在人类的文学艺术宝库中有许多光辉灿烂的作品,它们足以表明人类的审美创造才能已经达到的高度。这些作品产生在不同时代与国家,出自不同的艺术流派,采用了不同的创作方法,其中有很大一部分是现实主义的文学艺术作品,这是在整个文学艺术历史上经常占有主潮地位的实践成果。我自己虽然也很喜欢浪漫主义的热烈与奇想,现代主义的变幻和超常,但是,从再现生活的历史深度和推动变革生活的社会作用上说,以及在审美创造的表现经验和塑造典型形象的精确细致上看,不能不承认,现实主义更有其特出之处。这就是我更喜欢现实主义作品,更看重现实主义创作经验,更想要研究现实主义创作方法的原因所在。

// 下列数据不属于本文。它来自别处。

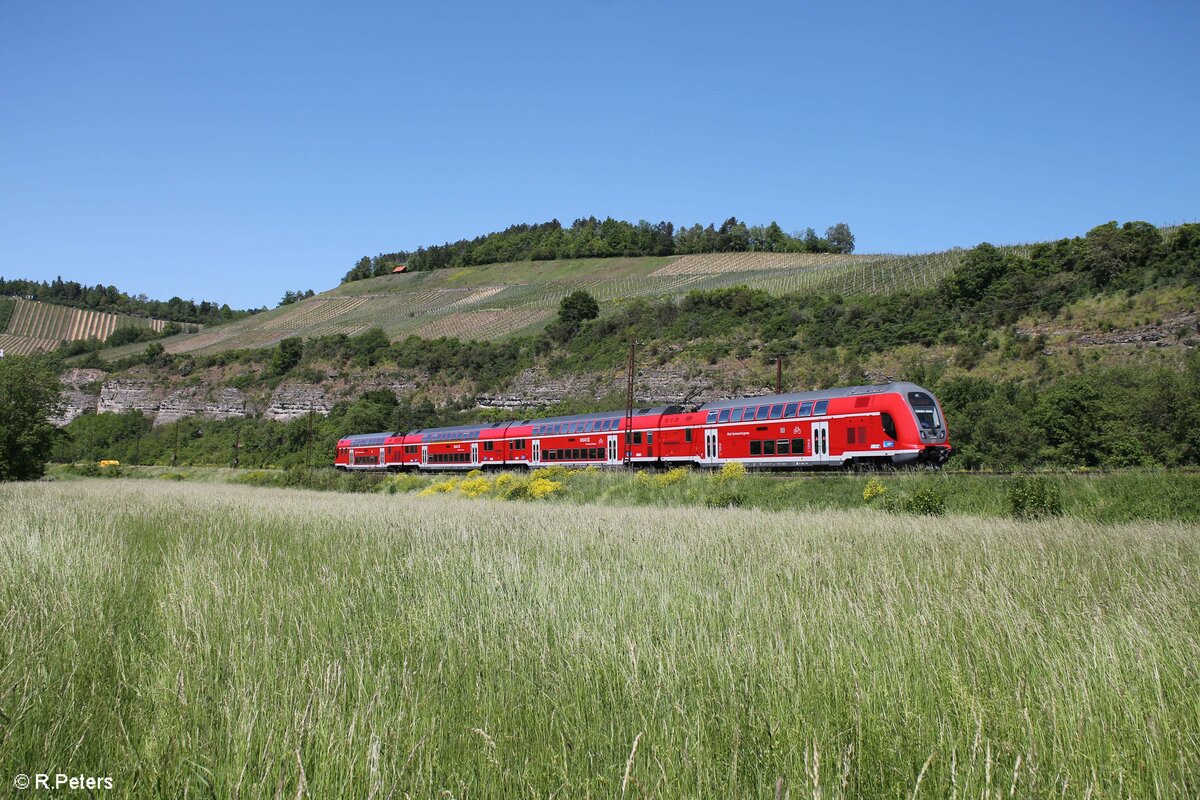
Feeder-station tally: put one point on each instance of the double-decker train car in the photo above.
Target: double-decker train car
(363, 451)
(888, 423)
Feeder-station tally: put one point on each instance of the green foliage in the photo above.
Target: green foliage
(928, 500)
(113, 300)
(287, 355)
(1032, 662)
(592, 238)
(130, 335)
(29, 394)
(575, 310)
(6, 306)
(1033, 498)
(295, 296)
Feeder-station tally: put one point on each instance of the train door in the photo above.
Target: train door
(821, 441)
(711, 450)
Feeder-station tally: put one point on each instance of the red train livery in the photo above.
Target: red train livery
(889, 423)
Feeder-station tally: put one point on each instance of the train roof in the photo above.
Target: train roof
(365, 439)
(823, 394)
(603, 415)
(462, 429)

从20世纪60年代初我就在教学与研究中,把主攻方向转向了现实主义文学艺术,力图探求现实主义的审美创作经验,以创作原则的特点为中心,在一些基本范畴上,对现实主义的表现规律进行理论上的说明。当时写出了有关细节、个性、典型环境、生活逻辑等四个方面的问题。后来由于社会气氛的改变,这种正常的理论研究已无法进行,只好忍痛割舍。到了80年代初,文艺界在创作上普遍重新寻求现实主义创作原则;随着这一潮流的兴起,我才又重理早已中断的理论思考,继续学习研究,写出了一个又一个的有关问题,汇成了现在的这本《现实主义的美学思考》。这个思考花去的时间足够多了。在断断续续中我没有放弃追求的希望。25年前播下的种子,今天算是有了一些足以慰心的收获。

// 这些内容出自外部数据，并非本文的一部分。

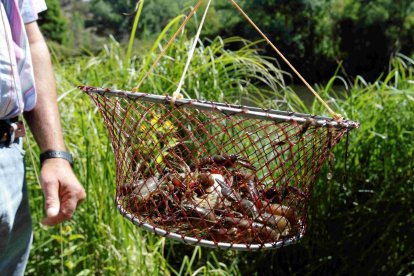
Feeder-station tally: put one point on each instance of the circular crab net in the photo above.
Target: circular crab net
(214, 174)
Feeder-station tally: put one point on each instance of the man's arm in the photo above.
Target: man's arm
(62, 190)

思考是一种认识。但是真正达到科学的认识,要求这个认识主体要具备充分的对象知识,思辨能力,最好自身也能有一定的实践经验。在这些方面,我都有很多局限。好在在本书中我都是在我所能把握的材料基础上思考问题的。我相信这些材料都是很有价值的。即使我的思考有欠精深,也能引发有识之士就有关材料继续深入思索,得出自己的思考结果。这样,不论书中有怎样的不足,也算完成了我对读到这本书的文艺作者、理论批评工作者和广大读者的一片诚挚的求教心愿。

在本书付印之际,对于文化艺术出版社的领导与编辑同志,对于热心支持本书写作与出版的其他不少同志和朋友,谨表诚心诚意的感谢之情。

作家塑造形象,所依据的客观实际材料是生活。他对于自己所描绘的生活,是有思想认识的,但他所表现的正是他所认识的生活,而并不仅仅是他的思想认识,尤其不是他的赤裸裸的思想。俄国作家冈察洛夫说:“我表达的首先不是思想,而是我在想象中所看见的人物、形象、情节。”所以如此,是因为“我在描绘的时候,很少知道,我的形象、肖像、性格意味着什么;我仅仅看见它活生生地站在我面前,我注意描得是否真实;我也看见他与另外一些人一起活动,因而我也看见一些场面,同时也就描写这另外的一些人,有时远远跑到前面去,按照小说的计划,可是仍旧不十分清楚,如何把这些暂时还是七零八落地散布在脑子里的各个部分拼成个整体。”这实际是说,形象的第一要义是再现的真实,而生活中包含的意义,人们对它的认识,恰恰又是一时不能透彻而穷尽的。这样,忠实于客观生活的形象表现,作家对生活意蕴的认识,可能是不完全的,程度是有限的,但生活意蕴本身却不能不随同形象展现了出来,含蕴在形象之中,有识的读者却又可以发现它的存在,这正是形象大于思想的基本原因所在。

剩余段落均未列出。